It’s Your Company—You Own The Passwords
In our current computer age more and more time is spent on computers and smart phones, which the company owns and gives to employees to use. This is your equipment and you are entitled to own the data and history on it. So, if it is so cut and dried, why the blog at all? Because there are still some issues.
If you give an employee a phone or a computer and say, “here, this is for you,” you may not have the right to enter the phone or computer and see what is on it. When you give out a piece of electronic usage, give each employee a letter stating:
- The phone (or whatever) is owned by the company and is given to the employee for their use on company business. The password is ________ and they cannot change the password under any circumstances without first advising the office. They must take good care of the device and do their best to protect it. The device must be made available to management at any time requested. If an employee is leaving the company, the device must be turned in prior to a final check being written. If the device is not turned in the device value will be deducted from the employee’s final paycheck.
- The information on the device belongs solely to the company, without question. If an employee copies information, for any reason, the employee is subject to disciplinary action up to and including termination of employment. If the information on the device is sold, given, procured or is used by the employee or a third party for any reason that impacts the employer’s business, then the company will take full and complete legal action to protect its’ rights to the data involved.

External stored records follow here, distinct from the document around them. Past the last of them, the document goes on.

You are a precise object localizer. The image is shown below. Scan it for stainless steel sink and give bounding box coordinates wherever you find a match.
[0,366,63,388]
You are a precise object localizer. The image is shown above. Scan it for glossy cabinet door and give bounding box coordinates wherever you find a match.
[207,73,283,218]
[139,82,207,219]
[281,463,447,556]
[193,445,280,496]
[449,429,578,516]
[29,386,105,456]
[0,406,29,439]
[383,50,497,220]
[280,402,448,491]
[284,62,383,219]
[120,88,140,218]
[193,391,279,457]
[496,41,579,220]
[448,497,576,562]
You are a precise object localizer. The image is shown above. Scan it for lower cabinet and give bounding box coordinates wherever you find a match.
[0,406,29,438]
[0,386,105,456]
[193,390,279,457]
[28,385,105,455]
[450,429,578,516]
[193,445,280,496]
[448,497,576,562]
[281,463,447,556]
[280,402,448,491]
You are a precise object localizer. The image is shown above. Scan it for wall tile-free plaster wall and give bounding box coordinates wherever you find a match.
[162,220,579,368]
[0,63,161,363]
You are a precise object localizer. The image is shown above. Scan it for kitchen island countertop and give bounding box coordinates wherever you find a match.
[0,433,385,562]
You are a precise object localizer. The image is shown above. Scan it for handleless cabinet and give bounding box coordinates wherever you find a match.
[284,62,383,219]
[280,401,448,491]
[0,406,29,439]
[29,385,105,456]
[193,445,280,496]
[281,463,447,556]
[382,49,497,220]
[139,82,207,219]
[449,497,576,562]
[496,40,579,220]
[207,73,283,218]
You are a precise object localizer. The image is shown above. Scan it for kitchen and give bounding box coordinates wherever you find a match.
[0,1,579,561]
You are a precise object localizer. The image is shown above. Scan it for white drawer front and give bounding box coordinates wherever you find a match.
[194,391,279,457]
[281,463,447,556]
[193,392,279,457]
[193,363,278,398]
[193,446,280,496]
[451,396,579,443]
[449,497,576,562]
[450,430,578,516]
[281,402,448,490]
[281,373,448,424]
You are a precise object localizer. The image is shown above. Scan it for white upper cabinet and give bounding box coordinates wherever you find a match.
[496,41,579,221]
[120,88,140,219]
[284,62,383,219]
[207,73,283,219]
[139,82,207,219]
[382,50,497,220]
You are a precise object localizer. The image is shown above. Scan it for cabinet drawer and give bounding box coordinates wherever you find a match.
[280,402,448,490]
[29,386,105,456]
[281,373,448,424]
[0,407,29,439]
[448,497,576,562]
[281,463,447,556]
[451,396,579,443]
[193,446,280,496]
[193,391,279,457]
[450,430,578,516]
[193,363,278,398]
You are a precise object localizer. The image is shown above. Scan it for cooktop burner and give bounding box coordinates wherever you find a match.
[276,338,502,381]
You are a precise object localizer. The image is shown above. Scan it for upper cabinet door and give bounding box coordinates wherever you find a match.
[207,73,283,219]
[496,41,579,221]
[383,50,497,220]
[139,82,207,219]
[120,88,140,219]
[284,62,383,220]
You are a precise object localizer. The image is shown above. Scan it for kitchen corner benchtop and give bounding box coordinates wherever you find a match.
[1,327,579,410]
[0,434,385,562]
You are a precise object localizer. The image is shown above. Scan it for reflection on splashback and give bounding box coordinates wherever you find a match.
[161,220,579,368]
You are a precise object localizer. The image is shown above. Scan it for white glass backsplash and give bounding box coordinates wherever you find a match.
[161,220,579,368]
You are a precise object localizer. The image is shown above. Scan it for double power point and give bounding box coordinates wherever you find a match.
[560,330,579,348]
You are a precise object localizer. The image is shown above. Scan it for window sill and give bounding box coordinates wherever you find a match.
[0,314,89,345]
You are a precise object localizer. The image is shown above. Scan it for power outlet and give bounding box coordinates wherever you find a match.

- The employee can use the device for personal usage as long as it does not impact company operations, such as using the phone in the evening. Absolutely no programs may be downloaded with the express written permission of the company. (For instance if the employee wants to add a music program to their laptop, that is OK, provided they check with you first and the size of the program doesn’t slow down the device such that proper work cannot be done.)
Now let’s look at the other side. You find that an employee has used his laptop improperly. Here are your choices:
- Not much
You may fire someone for downloading porn on their phone, but, if you told the employee go ahead and use it all you want, or worse, say nothing, you may have a court case for wrongful termination. Ouch.
Bottom line, go to your local attorney for a one-page document that is valid in your state. If you operate in multiple states you may need a separate letter for each one.
For all of my complaining, giving a phone is necessary in today’s work environment. Letting the employee use it for a personal call is alright with me. Just make sure there is no abuse. How? Periodically look at all electronic equipment and see if there are problems, extraneous programs, or serious problems, like porn, on company devices. How? After all, you have the passwords.